Sullivan denied that that report was accurate when it was described to him during the briefing on Friday, saying that the U.S. government still does not believe that Putin has made his call.

Sullivan added that President Biden is likely to speak by phone with Putin but had no timing to announce as of Friday afternoon.

He also emphasized that Americans in Ukraine should seek to leave.

Sullivan's comments echoed those of Secretary of State Antony Blinken, who said earlier Friday "we're in a window" with the potential for an invasion.

Biden administration officials have been sounding the alarm for weeks that a Russian invasion of Ukraine was possible as Moscow amassed troops and military equipment at the border of the two countries. They have pledged to levy severe economic sanctions against Russia should it act, and officials have projected unity with NATO allies.

Biden said earlier this week that he did not believe Putin had decided whether to launch an incursion into Ukraine. Biden held a phone call earlier Friday with U.S. allies to discuss strategy on deterring Russian action against Ukraine.

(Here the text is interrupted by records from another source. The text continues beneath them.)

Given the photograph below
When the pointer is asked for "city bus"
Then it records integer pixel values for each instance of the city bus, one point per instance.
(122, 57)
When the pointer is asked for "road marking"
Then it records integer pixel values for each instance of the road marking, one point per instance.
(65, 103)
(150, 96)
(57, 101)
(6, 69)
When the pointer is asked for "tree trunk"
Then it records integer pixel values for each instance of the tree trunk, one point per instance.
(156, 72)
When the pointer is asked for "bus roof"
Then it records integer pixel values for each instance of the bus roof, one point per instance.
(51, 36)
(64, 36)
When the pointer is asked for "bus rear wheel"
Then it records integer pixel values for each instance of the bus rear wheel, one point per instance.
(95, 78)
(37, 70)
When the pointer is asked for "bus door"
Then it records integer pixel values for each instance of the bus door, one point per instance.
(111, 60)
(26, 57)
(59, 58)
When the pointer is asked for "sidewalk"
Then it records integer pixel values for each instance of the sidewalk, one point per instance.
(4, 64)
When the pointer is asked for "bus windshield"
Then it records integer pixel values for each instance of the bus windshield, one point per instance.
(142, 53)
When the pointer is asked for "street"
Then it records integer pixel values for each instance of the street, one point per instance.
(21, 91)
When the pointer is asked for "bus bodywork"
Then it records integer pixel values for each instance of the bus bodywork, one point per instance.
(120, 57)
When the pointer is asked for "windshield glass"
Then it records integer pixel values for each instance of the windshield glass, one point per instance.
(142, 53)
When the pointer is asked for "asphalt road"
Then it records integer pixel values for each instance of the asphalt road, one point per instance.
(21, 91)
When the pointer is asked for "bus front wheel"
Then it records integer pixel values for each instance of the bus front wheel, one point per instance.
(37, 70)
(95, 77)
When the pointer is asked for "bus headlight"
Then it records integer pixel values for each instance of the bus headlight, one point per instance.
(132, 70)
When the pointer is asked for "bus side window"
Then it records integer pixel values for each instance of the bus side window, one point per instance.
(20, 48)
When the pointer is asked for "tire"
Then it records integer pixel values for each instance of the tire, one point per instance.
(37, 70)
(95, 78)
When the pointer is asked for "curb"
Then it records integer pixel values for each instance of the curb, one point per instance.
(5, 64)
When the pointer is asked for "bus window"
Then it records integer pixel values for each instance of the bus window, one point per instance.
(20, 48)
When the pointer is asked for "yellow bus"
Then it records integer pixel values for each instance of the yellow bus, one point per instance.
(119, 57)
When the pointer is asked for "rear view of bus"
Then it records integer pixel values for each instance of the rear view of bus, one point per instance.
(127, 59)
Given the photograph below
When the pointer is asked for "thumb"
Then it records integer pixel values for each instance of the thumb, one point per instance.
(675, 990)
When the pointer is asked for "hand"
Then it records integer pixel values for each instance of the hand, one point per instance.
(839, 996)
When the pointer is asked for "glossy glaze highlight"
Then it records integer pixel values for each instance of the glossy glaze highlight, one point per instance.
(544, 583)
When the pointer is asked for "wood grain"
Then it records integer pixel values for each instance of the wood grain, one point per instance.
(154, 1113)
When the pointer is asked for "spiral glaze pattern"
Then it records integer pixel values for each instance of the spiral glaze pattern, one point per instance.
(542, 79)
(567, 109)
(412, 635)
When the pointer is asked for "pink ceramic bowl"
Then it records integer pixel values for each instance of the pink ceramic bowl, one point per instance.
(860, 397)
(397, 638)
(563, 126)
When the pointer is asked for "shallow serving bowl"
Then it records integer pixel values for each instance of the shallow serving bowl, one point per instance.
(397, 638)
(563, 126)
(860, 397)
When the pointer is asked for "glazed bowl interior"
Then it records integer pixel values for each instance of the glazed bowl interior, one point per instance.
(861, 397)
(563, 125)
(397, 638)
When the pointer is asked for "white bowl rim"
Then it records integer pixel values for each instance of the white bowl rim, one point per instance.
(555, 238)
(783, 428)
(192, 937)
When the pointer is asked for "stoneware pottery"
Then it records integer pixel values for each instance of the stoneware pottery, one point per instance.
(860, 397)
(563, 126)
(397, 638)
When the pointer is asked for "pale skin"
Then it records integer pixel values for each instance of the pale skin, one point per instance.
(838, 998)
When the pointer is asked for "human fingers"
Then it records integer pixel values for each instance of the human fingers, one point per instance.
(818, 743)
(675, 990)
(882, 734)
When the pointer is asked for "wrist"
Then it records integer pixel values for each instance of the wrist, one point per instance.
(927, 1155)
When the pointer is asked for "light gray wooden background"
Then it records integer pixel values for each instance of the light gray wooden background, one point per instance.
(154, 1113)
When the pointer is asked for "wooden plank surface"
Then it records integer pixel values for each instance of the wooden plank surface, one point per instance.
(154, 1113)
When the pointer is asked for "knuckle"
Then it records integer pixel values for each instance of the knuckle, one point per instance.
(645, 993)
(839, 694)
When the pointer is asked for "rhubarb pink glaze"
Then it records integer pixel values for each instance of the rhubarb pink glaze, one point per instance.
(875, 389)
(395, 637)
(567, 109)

He and several other administration officials have urged Americans who are in Ukraine to leave the country, citing the risk of violence breaking out should Russia make a move.

Sullivan stressed Friday that Biden had no intention of sending U.S. troops on a rescue mission into Ukraine for Americans who are still in the country.

"The risk is now high enough and the threat is now immediate enough that this is what prudence demands," he said. “If you stay, you are assuming risk with no guarantee that there will be any other opportunity to leave and no prospect of a U.S. military evacuation in the event of a Russian invasion.”

Sullivan suggested a Russian attack would likely begin with aerial bombings and missile strikes that could kill civilians indiscriminately. He did not speculate on what the goal of an invasion would be, but acknowledged “there are very real possibilities that it will involve the seizure of a significant amount of territory in Ukraine,” including a major city like the capital Kyiv.